Tuesday, November 24, 2015

control of fractal unfolding - impressive, most impressive...

Science | The war against malaria has a new ally: a controversial technology for spreading genes throughout a population of animals. Researchers report today that they have harnessed a so-called gene drive to efficiently endow mosquitoes with genes that should make them immune to the malaria parasite—and unable to spread it. On its own, gene drive won’t get rid of malaria, but if successfully applied in the wild the method could help wipe out the disease, at least in some corners of the world. The approach “can bring us to zero [cases],” says Nora Besansky, a geneticist at the University of Notre Dame in South Bend, Indiana, who specializes in malaria-carrying mosquitoes. “The mosquitos do their own work [and] reach places we can’t afford to go or get to.”
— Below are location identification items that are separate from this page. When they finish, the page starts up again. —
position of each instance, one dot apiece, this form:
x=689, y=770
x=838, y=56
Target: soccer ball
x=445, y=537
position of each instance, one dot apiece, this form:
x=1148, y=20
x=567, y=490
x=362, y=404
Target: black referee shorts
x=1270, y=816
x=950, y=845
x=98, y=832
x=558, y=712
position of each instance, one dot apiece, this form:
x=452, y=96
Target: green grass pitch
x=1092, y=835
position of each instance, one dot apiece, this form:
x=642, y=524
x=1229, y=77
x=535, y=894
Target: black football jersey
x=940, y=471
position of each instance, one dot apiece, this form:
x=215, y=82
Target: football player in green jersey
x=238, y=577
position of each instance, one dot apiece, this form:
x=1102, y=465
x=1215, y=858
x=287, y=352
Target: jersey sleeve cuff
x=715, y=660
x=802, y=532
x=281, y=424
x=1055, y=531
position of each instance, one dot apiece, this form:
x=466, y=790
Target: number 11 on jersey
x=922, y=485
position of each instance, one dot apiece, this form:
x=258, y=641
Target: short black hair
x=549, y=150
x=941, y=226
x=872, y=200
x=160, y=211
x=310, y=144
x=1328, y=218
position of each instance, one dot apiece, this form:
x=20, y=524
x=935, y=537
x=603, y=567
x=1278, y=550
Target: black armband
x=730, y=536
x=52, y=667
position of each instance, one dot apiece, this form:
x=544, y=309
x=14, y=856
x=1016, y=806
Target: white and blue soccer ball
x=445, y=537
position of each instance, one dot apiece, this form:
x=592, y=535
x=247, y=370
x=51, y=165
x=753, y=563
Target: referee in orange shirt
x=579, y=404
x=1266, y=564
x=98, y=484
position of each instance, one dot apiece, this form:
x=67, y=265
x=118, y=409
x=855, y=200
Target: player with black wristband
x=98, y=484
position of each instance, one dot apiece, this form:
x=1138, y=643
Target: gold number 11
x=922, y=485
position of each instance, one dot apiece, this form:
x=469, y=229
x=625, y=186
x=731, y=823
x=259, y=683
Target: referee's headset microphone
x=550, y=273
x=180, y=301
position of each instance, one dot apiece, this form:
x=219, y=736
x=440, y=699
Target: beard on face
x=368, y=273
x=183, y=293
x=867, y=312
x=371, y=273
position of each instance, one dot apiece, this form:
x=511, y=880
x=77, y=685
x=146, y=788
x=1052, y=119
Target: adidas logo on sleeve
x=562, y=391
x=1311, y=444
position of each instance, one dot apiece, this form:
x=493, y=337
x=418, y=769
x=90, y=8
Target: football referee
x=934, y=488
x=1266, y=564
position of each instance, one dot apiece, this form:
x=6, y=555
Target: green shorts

But testing that promise in the field may have to wait until a wider debate over gene drives is resolved. The essence of this long-discussed strategy for spreading a genetic trait, such as disease resistance, is to bias inheritance so that more than the expected half of a subsequent generation inherits it. The gene drive concept attracted new attention earlier this year, when geneticists studying fruit flies adapted a gene editing technology called CRISPR-Cas9 to help spread a mutation—and were startled to find it worked so well that the mutation reached almost all fly progeny. Their report, published this spring in Science (20 March, p. 1300) came out less than a year after an eLife paper discussed the feasibility of a CRISPR-Cas9 gene drive system but warned that it could disrupt ecosystems and wipe out populations of entire species.

A firestorm quickly erupted over the risks of experimenting with gene drives, nevermind applying them in the field. The U.S. National Academy of Sciences (NAS) has convened a committee to weigh the risks and propose safeguards, and the authors of the eLife andScience papers have laid out guidelines for experiments (Science, 28 August, p. 927).